His award-winning film and theater career is a
testament to his deep New York roots, and his love of Lisbon, the capital of
Portugal.
John Frey, a Bronx-born actor, screenwriter, theater
director and acting teacher who split his career between the New and Old
Worlds, passed away on January, 23 in New York of heart failure. He was 62.
A graduate of the prestigious William Esper Studio for
actors in Manhattan – where he
eventually became a teacher of the Meisner acting technique from 2019 until his
death – Frey went on to a 25-year international career in film, theater and
television. His last credit was as an actor and screenwriter for Bruno de
Almeida's Cabaret Maxime, a feature film for which he won the Portuguese
Society of Authors 2019 best screenplay award.
A release by the William Esper Studio days after
Frey's death stated: “An artist pure of heart and generous of spirit has been
taken from us far too soon. John was a critically-acclaimed director,
award-winning screenwriter and among the most respected acting technique
teachers in the world.”
John Frey's early New York theater acting and
directing credits include Cat on a Hot Tin Roof, 27 Wagons Full of Cotton, Miss
Julie, Of Mice and Men and a Bruce Nauman Retrospective at DIA Center for the
Arts, written and directed by Tate Award winner, Mark Wallinger.
It was in the New York City that he first started
working with Portuguese filmmaker, Bruno de Almeida – an expatriate director
with whom Frey went on to collaborate on several movies over the following two
decades, first in On the Run (1999,) followed by The Collection (2005,) The
Lovebirds (2009,) The Lecture (2012,) Operation Autumn (2013,) and Cabaret Maxime (2019.)

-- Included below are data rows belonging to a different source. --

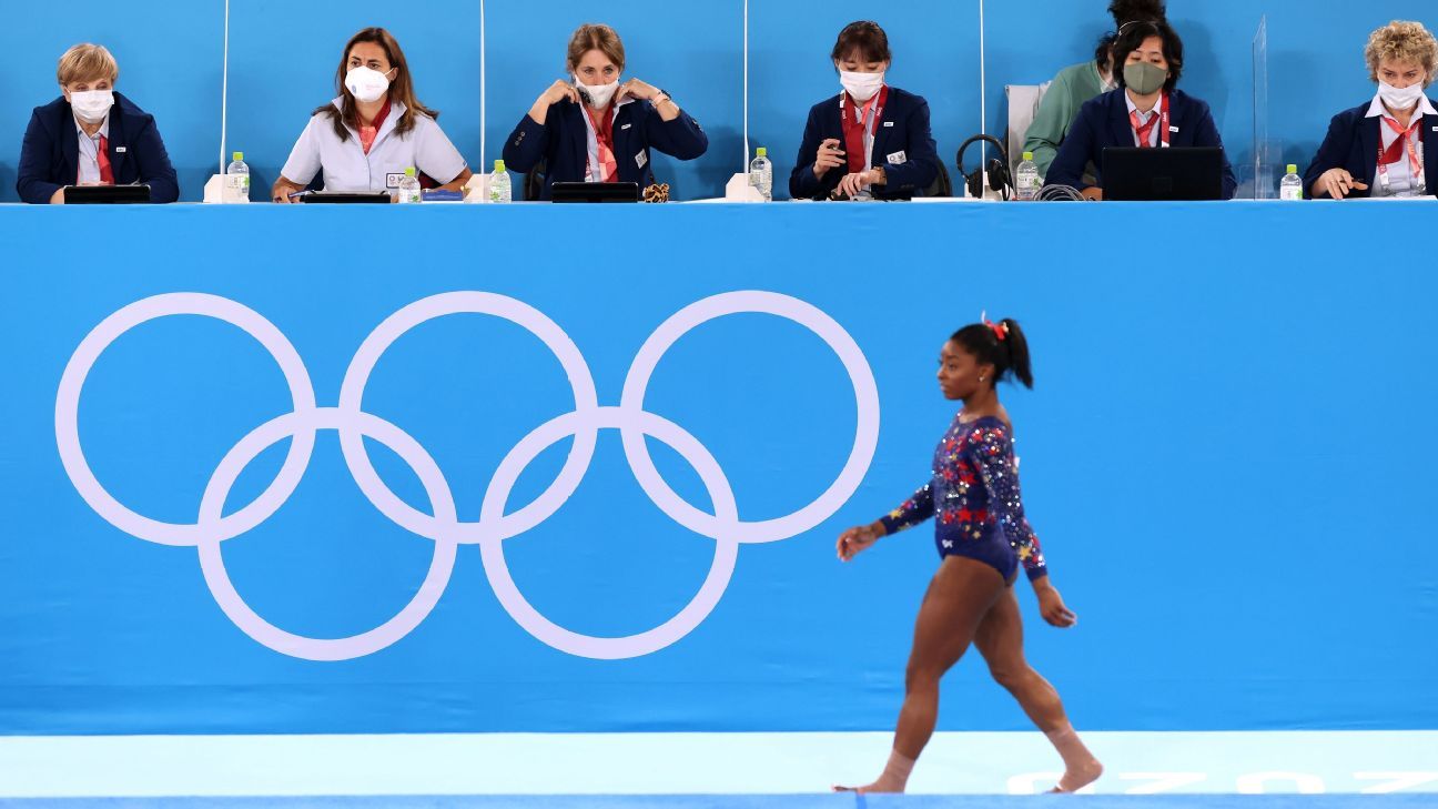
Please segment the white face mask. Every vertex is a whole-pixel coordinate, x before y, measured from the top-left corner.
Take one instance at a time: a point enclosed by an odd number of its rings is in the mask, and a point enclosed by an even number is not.
[[[390,89],[390,78],[380,71],[370,68],[355,68],[345,75],[345,86],[360,101],[371,104],[384,98]]]
[[[840,71],[838,83],[844,85],[844,89],[848,91],[848,95],[854,96],[854,101],[863,104],[879,95],[879,91],[884,86],[884,75]]]
[[[1409,109],[1424,96],[1424,85],[1415,83],[1408,85],[1403,89],[1398,89],[1391,83],[1378,82],[1378,95],[1383,99],[1383,104],[1386,104],[1389,109]]]
[[[70,94],[70,109],[75,117],[85,124],[99,124],[109,115],[109,108],[115,105],[115,91],[88,89]]]
[[[620,91],[618,79],[607,85],[587,85],[580,81],[578,73],[574,75],[574,86],[580,88],[580,92],[587,94],[590,96],[590,107],[595,109],[604,109],[605,107],[608,107],[610,101],[614,98],[614,94]]]

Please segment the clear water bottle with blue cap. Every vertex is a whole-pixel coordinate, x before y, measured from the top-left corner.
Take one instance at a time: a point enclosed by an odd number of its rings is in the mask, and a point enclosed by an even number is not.
[[[234,161],[224,170],[223,199],[226,203],[250,202],[250,167],[244,164],[244,153],[234,153]]]
[[[508,203],[515,200],[513,183],[509,180],[509,171],[505,170],[505,161],[495,161],[495,173],[489,176],[489,202]]]
[[[1278,183],[1278,199],[1294,202],[1303,199],[1303,177],[1299,177],[1299,167],[1291,163],[1288,164],[1288,173]]]
[[[423,193],[420,191],[420,178],[414,173],[414,167],[404,170],[404,178],[400,180],[400,202],[401,203],[417,203],[423,202]]]
[[[1020,202],[1034,202],[1038,199],[1038,191],[1044,187],[1044,181],[1038,178],[1038,164],[1034,163],[1034,153],[1025,151],[1024,161],[1018,164],[1018,171],[1014,173],[1014,196]]]
[[[749,163],[749,184],[759,189],[764,202],[774,202],[774,163],[769,161],[769,150],[762,145]]]

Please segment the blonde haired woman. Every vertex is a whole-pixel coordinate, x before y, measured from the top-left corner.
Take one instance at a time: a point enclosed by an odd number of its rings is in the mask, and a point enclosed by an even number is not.
[[[406,168],[420,183],[459,190],[473,174],[436,122],[439,112],[420,104],[410,63],[394,36],[368,27],[349,37],[335,72],[338,98],[309,118],[272,199],[293,202],[321,171],[326,191],[397,191]]]
[[[20,147],[16,190],[63,204],[66,186],[150,186],[150,202],[180,199],[154,115],[115,92],[119,65],[99,45],[76,45],[55,71],[60,98],[36,107]]]
[[[610,26],[580,26],[565,72],[519,119],[505,143],[505,166],[528,174],[545,164],[541,199],[555,183],[654,183],[650,150],[695,160],[709,137],[670,95],[638,79],[620,82],[624,43]]]
[[[1438,40],[1422,23],[1392,22],[1368,40],[1370,101],[1339,112],[1303,177],[1310,199],[1424,197],[1426,147],[1438,145],[1438,108],[1424,91],[1438,76]]]

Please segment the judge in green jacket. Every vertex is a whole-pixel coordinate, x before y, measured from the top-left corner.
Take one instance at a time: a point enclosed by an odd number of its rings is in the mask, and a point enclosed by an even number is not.
[[[1078,108],[1086,101],[1119,86],[1113,78],[1113,43],[1123,26],[1166,19],[1163,0],[1113,0],[1109,3],[1109,13],[1113,14],[1116,30],[1099,40],[1093,60],[1060,71],[1048,85],[1044,99],[1038,102],[1038,112],[1024,140],[1024,151],[1034,153],[1034,163],[1038,164],[1041,177],[1048,176],[1048,166],[1058,157],[1058,147],[1068,137],[1068,128],[1078,117]]]

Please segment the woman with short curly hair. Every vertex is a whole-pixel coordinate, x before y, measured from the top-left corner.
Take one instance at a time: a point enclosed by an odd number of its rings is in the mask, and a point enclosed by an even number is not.
[[[1339,112],[1303,177],[1311,199],[1422,197],[1425,151],[1438,144],[1438,108],[1424,91],[1438,78],[1438,39],[1422,23],[1392,22],[1373,32],[1365,52],[1372,101]]]

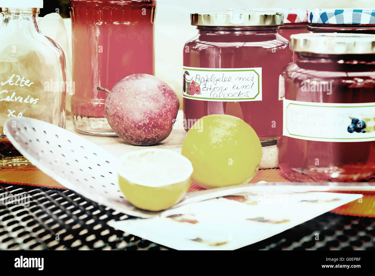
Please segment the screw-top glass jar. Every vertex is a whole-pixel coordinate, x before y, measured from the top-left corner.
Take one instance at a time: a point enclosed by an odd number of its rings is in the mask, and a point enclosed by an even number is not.
[[[105,92],[129,75],[154,74],[154,0],[69,0],[78,131],[115,135],[104,112]]]
[[[375,10],[317,9],[309,13],[309,22],[313,33],[375,34]]]
[[[375,180],[375,35],[292,35],[279,163],[291,180]]]
[[[65,56],[39,29],[42,0],[2,1],[0,6],[0,167],[29,166],[3,126],[9,118],[27,117],[65,128]]]
[[[292,58],[278,33],[283,14],[229,11],[191,19],[198,32],[184,48],[185,128],[203,116],[229,114],[251,125],[264,145],[275,143],[282,126],[278,76]]]

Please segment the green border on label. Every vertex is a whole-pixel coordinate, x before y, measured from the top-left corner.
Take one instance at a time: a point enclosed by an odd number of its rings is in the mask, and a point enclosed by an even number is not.
[[[238,98],[236,98],[236,99],[225,99],[222,98],[203,98],[202,97],[194,97],[192,96],[190,96],[190,95],[188,95],[184,93],[183,91],[182,91],[182,96],[185,98],[191,98],[192,99],[199,99],[201,100],[215,100],[220,101],[223,100],[225,101],[238,101],[238,100],[241,100],[241,101],[243,101],[244,100],[254,100],[258,95],[260,94],[260,80],[259,79],[259,74],[254,69],[247,69],[246,70],[220,70],[220,68],[218,68],[218,70],[216,70],[214,69],[191,69],[189,68],[186,68],[185,67],[183,67],[183,70],[189,70],[190,71],[208,71],[209,72],[212,72],[213,71],[215,71],[215,72],[246,72],[247,71],[253,71],[254,73],[256,74],[256,75],[258,76],[258,92],[256,94],[254,98],[244,98],[241,99]]]
[[[285,122],[285,128],[286,129],[286,130],[288,131],[288,133],[290,135],[293,135],[293,136],[298,136],[298,137],[304,137],[305,138],[315,138],[317,139],[330,139],[332,140],[357,140],[359,139],[375,139],[375,136],[374,137],[363,137],[362,138],[327,138],[325,137],[312,137],[309,136],[303,136],[303,135],[298,135],[296,134],[292,134],[290,133],[289,131],[289,130],[288,129],[288,112],[287,110],[288,108],[289,107],[289,106],[291,104],[292,104],[295,106],[315,106],[318,107],[339,107],[340,108],[346,108],[347,107],[375,107],[375,106],[317,106],[314,104],[295,104],[292,103],[290,103],[288,105],[288,106],[285,108],[285,111],[286,112],[285,114],[285,119],[286,120],[286,122]]]

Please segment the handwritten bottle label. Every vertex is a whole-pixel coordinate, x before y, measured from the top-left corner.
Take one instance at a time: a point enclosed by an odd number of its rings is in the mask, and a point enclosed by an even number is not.
[[[322,142],[375,141],[375,103],[283,101],[284,136]]]
[[[0,82],[0,112],[2,113],[0,115],[0,130],[2,130],[2,124],[8,118],[23,117],[25,112],[30,109],[27,107],[39,103],[39,98],[26,92],[33,90],[30,86],[33,84],[16,74]]]
[[[183,68],[182,95],[201,101],[262,100],[262,68]]]

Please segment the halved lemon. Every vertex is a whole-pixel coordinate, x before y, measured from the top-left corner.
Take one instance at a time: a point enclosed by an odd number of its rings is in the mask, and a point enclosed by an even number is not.
[[[147,149],[125,154],[117,172],[120,188],[132,204],[158,211],[182,199],[190,186],[193,166],[172,151]]]

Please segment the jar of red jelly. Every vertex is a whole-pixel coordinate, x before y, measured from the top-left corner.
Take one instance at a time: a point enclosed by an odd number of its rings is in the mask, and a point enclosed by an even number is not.
[[[279,75],[292,59],[278,33],[283,14],[229,11],[191,19],[198,34],[184,48],[185,129],[203,116],[229,114],[250,125],[263,145],[275,143],[282,127]]]
[[[375,180],[375,35],[292,35],[280,78],[280,168],[291,180]]]
[[[375,34],[375,9],[316,9],[309,13],[309,22],[313,33]]]
[[[114,135],[105,118],[107,93],[126,76],[153,75],[154,0],[69,0],[72,116],[75,129]]]

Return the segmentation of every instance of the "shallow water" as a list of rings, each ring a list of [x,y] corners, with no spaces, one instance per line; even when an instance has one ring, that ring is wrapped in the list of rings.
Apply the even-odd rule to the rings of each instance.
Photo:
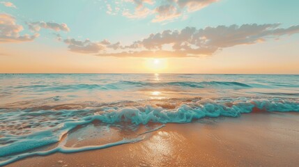
[[[108,129],[129,124],[136,131],[151,122],[238,117],[256,110],[299,111],[298,75],[0,74],[0,165],[142,140],[136,135],[102,145],[32,151],[95,122]]]

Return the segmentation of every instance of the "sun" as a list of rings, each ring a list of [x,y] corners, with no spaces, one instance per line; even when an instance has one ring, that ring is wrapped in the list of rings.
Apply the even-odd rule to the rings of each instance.
[[[159,73],[165,72],[167,68],[167,58],[147,58],[145,67],[148,72]]]
[[[159,60],[158,58],[155,58],[155,60],[154,60],[153,63],[154,63],[155,65],[158,65],[158,64],[159,64],[159,63],[160,63],[160,60]]]

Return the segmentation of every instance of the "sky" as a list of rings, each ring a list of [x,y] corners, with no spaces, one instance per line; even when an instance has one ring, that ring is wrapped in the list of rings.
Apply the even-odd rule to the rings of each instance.
[[[299,74],[297,0],[8,1],[1,73]]]

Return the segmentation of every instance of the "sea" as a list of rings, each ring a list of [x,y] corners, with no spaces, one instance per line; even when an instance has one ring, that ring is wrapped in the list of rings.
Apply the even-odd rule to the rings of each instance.
[[[100,134],[141,126],[146,134],[167,123],[299,112],[299,75],[1,74],[0,100],[3,166],[31,156],[143,139],[139,134],[99,145],[65,145],[68,134],[91,124],[105,127]]]

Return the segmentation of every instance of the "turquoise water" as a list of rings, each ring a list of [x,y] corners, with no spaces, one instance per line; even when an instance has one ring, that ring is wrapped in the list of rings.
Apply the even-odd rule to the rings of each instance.
[[[95,121],[137,128],[205,117],[238,119],[254,109],[299,111],[298,75],[3,74],[0,83],[0,166],[28,156],[142,140],[79,148],[61,145],[63,135]],[[32,151],[59,141],[52,150]]]

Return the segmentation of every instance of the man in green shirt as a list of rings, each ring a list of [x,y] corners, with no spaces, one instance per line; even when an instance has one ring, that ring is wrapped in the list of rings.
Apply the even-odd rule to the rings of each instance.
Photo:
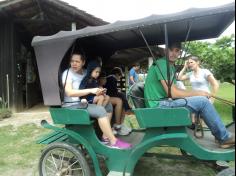
[[[212,134],[220,142],[221,148],[234,146],[234,134],[225,128],[219,114],[210,103],[208,98],[211,97],[211,94],[204,91],[182,90],[175,85],[174,63],[179,58],[180,51],[180,43],[171,43],[168,48],[169,59],[156,60],[150,67],[144,87],[146,107],[174,108],[185,106],[191,113],[200,114],[203,117]],[[167,62],[169,62],[170,81],[174,80],[170,89],[167,86]],[[168,90],[170,90],[172,99],[168,99]]]

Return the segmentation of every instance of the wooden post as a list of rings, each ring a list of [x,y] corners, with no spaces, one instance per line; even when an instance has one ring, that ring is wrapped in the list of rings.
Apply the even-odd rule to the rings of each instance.
[[[129,79],[129,68],[125,66],[125,93],[127,94],[129,85],[128,85],[128,79]]]

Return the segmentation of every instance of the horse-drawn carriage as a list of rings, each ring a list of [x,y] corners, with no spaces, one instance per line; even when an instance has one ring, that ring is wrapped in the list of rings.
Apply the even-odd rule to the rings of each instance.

His other film work includes Michael Imperioli's The
Hungry Ghosts, 15 Months in May, Call Girl in Slow Motion (Portugal,) The Wake
(Denmark,) and Les Taxis Rouge with Jean Reno (France.) Frey's television
acting credits include Rescue Me with Dennis Leary and the TV miniseries, Mata
Hari, with Rutger Hauer and Gérard Depardieu (Russia.)
In 2009, John Frey moved to Lisbon, Portugal – the
capital with which he'd had a deep, personal relationship for many years. He
had found his place in Lisbon's twisted, centuries-old, cobblestone alleys, in
its inherent cinematic atmosphere and in its bohemian soul. He opened the John
Frey Studio for Actors shortly thereafter to great acclaim, where he taught the
Meisner technique to a new generation of young, Portuguese actors. In Lisbon,
John also founded the Below the Belt Theater Company in 2013, through which he
directed and staged several plays including John Patrick Shanley's Danny and
the Deep Blue Sea, and Stephen Adly Guirgis's The Motherfucker with the Hat.
John Frey's many awards and film recognitions in
Europe include The Sophia Award for Best Adapted Screenplay from the Portuguese
Academy of Cinema for the film, Operation Autumn; the Best Screenplay Award
from the Festival of Independent Cinema of Ourense for the film, The Lovebirds;
and the Best Screenplay Award from the Society of Portuguese Authors (SPA) for
the film, Cabaret Maxime.
“John Frey fell in love with the Portuguese capital.
Here, he became a permanent figure, admired and loved by its artistic
community.” commented one of his many Lisbon friends and collaborators. “He was
a genuine 'Lisboeta' by adoption...he was a New Yorker who knew the code of
Lisbon.”
John Frey returned to his native New York in 2019. At
the time of his passing, he was preparing to promote, what turned out to be his
last completed project – a screenplay about Herman Melville, the author of
arguably the greatest novel ever written, Moby Dick.